# Homework Help: Why does this system of equations lead to inaccurate results?

1. Oct 4, 2016

### k_squared

1. The problem statement, all variables and given/known data
A soccer ball is kicked. If there is a 3 meter high fence, that is 6 meters away, compute the angle of the kick and the magnitude of the velocity of a ball.

2. Relevant equations
a_y=-g
v_y=-gt+v_y_0
s_y=-(1/2)gt^2+v_y_0(t)

v_x is constant: we neglect air resistance.
6=v_x_0t

3. The attempt at a solution

Because the maximum height is 3, the direction of v_y changes from positive to negative at this point.
0= -gt+v_y_0
3=-.5gt^2+t*v_y_0

We solve this system of equations to yield the initial speed in the y direction, and the time at which the ball passes over the fence. We then use the equations for the position on the x axis: 6=tv_0_x and compute V_0_x.

We use arc-tangent to get the angle from the two speeds. The angle is wrong. My maximum speed is close, but still wrong.

What is the problem with this set of equations such that it will not yield a correct answer?

2. Oct 4, 2016

Your equations look correct. Show a little more work please such as the answers that you got and maybe we can see if you got the correct answer or not.

3. Oct 4, 2016

### Staff: Mentor

Your problem statement sets the scene, but it doesn't state the goal. Is the ball meant to clear the fence? If so, it doesn't state that it must do so at the top of the ball's trajectory: the ball could still be rising at that point, or descending. In fact, as given there are infinitely many solutions (given a suitably ideal ball ).

4. Oct 4, 2016

5. Oct 4, 2016

### haruspex

I assume the question wants you to find the angle for the least initial speed.
As gneill points out, that's just an assumption. The question as you have written it does not state that. Try dropping it.
(The official answer is greater for the angle and less for the speed than you obtained, right?)

6. Oct 4, 2016

### k_squared

I'm sorry. The question states: *FIND THE MINIMUM INITIAL VELOCITY" for the ball to clear the fence. I should have made this clearer!

7. Oct 5, 2016

### ehild

Supposing that the maximum height is 3 m and the distance of the fence is 6 m, what did you get for the tangent of the angle?

8. Oct 5, 2016

### k_squared

45 degrees. The V_y_0 and V_x_0 are very very close.

9. Oct 5, 2016

### ehild

Then drop the condition that 3 m is the maximum height. The ball must clear the point (6,3). Eliminate the time and use the equation of the trajectory of the ball. Write v02 in terms of θ, and find its minimum.

Last edited: Oct 5, 2016
10. Oct 5, 2016

### k_squared

But if it were the slowest possible launch speed, wouldn't that mean that the top of the fence is at the vertex?

11. Oct 5, 2016

### ehild

Can you prove it? It is not sure.

You certainly know the function y(x), the height of the projectile at distance x (https://en.wikipedia.org/wiki/Trajectory_of_a_projectile)
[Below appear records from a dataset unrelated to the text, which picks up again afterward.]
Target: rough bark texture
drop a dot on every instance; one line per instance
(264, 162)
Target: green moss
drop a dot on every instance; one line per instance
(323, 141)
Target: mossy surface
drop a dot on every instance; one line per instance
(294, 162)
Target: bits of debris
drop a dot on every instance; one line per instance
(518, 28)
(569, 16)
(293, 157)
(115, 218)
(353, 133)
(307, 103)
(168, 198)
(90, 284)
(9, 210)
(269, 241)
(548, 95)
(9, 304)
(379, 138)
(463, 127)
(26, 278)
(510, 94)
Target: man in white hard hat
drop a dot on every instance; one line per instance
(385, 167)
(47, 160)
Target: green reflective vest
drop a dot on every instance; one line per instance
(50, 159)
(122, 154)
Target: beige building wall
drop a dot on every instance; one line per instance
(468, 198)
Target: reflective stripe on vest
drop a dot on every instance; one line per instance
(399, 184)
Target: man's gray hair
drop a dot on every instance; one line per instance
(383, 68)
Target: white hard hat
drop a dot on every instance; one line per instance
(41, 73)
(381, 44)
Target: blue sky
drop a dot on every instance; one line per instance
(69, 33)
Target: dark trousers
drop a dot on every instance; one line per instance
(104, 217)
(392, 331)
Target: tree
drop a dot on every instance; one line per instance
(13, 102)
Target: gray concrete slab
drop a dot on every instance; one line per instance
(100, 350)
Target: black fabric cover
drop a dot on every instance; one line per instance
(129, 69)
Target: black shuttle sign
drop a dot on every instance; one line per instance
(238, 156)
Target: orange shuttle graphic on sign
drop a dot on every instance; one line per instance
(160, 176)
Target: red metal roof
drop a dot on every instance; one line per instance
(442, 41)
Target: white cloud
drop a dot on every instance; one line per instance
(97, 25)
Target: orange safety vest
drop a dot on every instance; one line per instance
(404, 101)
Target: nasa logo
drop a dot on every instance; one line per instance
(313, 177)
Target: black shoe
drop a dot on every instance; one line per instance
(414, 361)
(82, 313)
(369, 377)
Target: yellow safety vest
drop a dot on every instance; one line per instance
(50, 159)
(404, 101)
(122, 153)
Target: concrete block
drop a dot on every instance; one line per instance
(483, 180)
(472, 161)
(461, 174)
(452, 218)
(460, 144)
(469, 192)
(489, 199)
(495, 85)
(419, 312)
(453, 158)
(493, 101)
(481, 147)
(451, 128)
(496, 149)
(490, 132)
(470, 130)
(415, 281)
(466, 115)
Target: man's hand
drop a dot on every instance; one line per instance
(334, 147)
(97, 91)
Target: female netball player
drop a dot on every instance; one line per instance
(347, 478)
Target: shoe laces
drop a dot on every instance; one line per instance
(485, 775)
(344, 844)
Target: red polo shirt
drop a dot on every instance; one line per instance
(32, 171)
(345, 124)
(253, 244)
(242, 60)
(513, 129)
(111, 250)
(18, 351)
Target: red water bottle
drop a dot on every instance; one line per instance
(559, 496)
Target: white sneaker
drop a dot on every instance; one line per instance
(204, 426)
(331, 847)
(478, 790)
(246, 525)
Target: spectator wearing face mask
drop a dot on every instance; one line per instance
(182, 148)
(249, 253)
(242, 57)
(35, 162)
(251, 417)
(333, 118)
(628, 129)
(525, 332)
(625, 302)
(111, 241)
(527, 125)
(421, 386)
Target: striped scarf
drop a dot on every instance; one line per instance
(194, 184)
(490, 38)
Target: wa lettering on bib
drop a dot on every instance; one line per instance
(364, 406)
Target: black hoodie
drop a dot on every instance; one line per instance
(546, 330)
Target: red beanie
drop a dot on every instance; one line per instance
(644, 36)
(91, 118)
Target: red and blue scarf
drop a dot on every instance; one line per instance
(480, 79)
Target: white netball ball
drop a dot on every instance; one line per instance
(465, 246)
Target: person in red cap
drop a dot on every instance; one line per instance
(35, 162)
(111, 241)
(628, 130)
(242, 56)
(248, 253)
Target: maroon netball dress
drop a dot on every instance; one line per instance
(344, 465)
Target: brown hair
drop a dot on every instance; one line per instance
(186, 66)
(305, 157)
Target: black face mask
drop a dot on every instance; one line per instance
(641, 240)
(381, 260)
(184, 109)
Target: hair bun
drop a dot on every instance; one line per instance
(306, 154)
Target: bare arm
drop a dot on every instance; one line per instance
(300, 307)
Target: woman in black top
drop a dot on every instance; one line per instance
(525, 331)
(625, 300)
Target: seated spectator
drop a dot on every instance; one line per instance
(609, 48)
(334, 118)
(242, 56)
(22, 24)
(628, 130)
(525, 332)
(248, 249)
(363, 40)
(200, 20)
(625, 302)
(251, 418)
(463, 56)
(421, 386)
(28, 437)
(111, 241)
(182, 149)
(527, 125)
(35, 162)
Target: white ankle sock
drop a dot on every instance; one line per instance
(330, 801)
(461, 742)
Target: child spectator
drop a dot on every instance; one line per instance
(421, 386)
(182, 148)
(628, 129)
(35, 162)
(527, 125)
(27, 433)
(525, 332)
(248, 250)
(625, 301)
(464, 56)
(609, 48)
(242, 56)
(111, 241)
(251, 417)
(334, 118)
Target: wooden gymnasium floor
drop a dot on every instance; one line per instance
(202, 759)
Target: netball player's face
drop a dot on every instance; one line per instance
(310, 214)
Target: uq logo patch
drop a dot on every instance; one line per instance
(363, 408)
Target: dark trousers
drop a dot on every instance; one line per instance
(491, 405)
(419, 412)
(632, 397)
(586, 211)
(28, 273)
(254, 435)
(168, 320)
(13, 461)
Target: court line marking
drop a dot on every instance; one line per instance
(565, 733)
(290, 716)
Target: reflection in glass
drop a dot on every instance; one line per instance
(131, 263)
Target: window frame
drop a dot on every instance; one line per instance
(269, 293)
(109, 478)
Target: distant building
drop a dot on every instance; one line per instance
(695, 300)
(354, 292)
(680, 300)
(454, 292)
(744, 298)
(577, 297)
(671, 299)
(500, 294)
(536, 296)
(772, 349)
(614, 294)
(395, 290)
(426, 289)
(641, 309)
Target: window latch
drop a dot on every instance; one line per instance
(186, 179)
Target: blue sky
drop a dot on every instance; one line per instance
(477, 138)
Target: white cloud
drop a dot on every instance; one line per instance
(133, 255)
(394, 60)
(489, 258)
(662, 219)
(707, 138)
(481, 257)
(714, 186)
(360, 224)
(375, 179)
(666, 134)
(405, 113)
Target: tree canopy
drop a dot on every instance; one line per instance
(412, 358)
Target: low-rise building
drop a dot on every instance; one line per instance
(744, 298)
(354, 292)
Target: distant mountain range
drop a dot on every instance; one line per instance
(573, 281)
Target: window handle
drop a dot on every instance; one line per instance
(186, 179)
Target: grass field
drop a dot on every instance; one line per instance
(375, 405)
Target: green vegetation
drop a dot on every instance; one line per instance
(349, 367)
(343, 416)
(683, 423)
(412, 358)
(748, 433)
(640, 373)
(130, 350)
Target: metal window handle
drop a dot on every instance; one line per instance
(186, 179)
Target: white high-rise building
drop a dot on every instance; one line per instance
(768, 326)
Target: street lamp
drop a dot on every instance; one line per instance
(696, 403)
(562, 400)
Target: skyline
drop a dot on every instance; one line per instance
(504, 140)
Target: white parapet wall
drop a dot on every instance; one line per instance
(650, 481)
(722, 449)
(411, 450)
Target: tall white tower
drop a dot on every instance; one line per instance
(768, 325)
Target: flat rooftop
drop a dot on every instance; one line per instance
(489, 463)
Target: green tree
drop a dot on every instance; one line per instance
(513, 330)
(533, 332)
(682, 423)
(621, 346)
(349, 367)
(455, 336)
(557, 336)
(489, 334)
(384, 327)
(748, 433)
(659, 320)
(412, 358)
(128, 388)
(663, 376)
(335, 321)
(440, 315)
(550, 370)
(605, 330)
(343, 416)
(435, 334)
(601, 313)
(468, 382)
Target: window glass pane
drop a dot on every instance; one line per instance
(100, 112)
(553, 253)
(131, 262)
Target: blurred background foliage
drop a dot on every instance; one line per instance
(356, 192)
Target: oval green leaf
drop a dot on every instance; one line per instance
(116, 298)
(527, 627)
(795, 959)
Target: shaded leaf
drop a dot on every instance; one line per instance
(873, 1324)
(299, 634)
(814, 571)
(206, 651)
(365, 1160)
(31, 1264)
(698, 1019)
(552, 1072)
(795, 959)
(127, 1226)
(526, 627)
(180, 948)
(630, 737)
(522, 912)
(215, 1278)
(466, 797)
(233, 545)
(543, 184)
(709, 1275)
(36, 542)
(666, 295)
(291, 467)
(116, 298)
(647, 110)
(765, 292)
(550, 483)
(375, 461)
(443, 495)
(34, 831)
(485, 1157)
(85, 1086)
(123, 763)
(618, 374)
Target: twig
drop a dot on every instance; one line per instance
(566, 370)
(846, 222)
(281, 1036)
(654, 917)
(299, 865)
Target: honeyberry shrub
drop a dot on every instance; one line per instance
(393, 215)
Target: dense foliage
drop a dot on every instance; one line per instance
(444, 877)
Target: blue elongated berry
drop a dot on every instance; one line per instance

$y=x\tan(\theta)-\frac{gx^2}{2(v_0 \cos (\theta))^2}$

In our case y=3 m if x=6 m. This gives you a relation between the initial speed v0 and the angle θ. At what angle is v02 minimum?

12. Oct 5, 2016

### haruspex

If you launch it at a slightly steeper angle than that you will need a bit more vertical speed to get it over. But it will take longer to reach the fence, so you do not need as much horizontal speed. Which wins? Do the math and find out.